I want to express today my conviction that there has never been such an opportunity as this. These goals are doable –
– if the leaders of the industrialized world reinforce the commitments made by so many leaders in the developing world
– if we put our muscle behind the wheel that is beginning to turn.
Mr President, your administration has articulated – better than any other in my lifetime – the profound connection between the mental and physical development of children and the social and economic development of this country.
This report is premised on the global validity of that relationship.
That is why its central message is that achieving the goals that have been agreed – doing what can now be done for the world’s children – is not just the greatest of humanitarian causes but also the greatest of investments in the future of the human race.
Mr. President, what an investment that would be in our common future.

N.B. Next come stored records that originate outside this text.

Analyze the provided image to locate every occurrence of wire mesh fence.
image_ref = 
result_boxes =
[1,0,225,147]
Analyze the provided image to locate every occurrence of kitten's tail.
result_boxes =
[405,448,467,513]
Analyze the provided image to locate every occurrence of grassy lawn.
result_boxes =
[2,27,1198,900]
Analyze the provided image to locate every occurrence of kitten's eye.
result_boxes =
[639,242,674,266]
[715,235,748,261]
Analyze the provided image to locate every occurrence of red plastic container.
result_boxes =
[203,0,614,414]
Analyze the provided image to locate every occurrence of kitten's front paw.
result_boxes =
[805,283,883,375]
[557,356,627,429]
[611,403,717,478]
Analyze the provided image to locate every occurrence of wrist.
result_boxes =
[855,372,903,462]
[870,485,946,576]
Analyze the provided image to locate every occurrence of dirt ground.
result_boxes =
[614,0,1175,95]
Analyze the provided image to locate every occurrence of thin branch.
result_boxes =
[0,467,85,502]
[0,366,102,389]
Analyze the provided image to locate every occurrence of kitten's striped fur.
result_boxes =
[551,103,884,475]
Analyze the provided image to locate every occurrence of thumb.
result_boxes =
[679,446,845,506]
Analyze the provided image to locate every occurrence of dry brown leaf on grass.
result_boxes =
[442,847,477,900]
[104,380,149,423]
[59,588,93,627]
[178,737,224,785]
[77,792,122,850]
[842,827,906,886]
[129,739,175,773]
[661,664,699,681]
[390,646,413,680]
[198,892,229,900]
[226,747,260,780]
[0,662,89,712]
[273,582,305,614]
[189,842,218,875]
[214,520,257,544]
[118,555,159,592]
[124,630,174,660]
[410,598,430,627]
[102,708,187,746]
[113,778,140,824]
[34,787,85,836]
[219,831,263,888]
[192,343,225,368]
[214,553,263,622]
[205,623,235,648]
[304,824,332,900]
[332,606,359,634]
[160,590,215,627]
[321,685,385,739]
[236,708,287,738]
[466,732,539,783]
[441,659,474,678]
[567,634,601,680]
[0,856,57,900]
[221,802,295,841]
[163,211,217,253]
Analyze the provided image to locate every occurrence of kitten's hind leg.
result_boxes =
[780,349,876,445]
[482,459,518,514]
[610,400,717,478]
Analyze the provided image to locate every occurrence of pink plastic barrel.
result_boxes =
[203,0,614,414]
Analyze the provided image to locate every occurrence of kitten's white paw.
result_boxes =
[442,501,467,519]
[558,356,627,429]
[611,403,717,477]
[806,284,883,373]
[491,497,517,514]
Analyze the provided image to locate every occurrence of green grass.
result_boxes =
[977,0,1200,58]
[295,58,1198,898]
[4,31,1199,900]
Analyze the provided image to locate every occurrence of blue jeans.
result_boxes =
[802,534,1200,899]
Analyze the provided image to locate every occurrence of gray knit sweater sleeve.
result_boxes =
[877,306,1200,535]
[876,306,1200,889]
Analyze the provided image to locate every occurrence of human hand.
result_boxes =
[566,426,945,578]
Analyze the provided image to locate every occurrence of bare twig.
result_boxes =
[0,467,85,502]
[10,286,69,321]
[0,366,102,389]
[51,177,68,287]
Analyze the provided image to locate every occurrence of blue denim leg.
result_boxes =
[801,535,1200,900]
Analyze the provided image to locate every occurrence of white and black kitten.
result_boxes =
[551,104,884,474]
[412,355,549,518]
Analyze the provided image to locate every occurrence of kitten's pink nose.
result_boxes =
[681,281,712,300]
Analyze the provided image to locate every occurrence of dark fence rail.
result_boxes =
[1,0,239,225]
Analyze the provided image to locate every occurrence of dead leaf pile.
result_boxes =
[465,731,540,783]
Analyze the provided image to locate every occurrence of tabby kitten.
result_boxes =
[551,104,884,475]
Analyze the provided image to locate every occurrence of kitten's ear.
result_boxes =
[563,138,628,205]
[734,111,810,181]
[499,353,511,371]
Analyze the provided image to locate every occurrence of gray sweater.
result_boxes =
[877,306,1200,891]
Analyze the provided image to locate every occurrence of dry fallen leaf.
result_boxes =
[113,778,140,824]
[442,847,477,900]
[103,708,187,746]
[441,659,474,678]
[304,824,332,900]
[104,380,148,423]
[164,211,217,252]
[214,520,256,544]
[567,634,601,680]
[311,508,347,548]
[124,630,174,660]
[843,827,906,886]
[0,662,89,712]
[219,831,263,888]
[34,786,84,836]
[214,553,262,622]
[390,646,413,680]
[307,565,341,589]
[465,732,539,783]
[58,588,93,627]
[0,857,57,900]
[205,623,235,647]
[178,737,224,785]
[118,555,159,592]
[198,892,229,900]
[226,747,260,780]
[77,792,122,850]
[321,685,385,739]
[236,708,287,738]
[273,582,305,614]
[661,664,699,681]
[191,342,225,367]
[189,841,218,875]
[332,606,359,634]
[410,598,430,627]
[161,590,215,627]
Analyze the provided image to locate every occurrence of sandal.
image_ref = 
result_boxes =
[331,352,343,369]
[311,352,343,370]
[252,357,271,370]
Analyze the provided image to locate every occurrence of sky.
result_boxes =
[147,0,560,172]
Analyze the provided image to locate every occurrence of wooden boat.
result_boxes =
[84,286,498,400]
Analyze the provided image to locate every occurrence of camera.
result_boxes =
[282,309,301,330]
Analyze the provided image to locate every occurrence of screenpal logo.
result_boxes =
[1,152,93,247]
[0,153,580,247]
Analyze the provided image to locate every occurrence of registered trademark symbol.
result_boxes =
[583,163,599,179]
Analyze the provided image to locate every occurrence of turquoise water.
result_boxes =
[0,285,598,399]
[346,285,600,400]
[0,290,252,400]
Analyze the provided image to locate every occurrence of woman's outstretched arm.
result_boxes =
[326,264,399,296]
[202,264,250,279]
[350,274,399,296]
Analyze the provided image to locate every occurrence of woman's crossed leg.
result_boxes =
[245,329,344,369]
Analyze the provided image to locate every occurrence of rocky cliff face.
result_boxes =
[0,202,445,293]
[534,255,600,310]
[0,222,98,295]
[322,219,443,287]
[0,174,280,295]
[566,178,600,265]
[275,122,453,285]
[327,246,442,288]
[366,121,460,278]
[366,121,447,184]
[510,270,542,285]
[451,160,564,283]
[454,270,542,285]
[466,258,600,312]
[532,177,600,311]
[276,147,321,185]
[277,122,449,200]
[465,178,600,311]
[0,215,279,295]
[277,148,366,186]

An investment in economic development, in slowing population growth, in protecting the environment.
Never has a greater human achievement beckoned our commitment. And never has a greater human investment invited our participation.
In your September speech to the General Assembly, Mr President, you said that we are compelled to do better by the world’s children and you called for a new commitment to that cause.
As a contribution to that goal, it gives me great pleasure – in the presence of so many distinguished colleagues – to present the 1994 State of the World Children report to the President of United States.
I do so in the hope that the advancement of these great goals for the children of the world will become one of the defining achievements of your Presidency …
… and in the hope that you will offer the support and leadership of this great country to this great cause.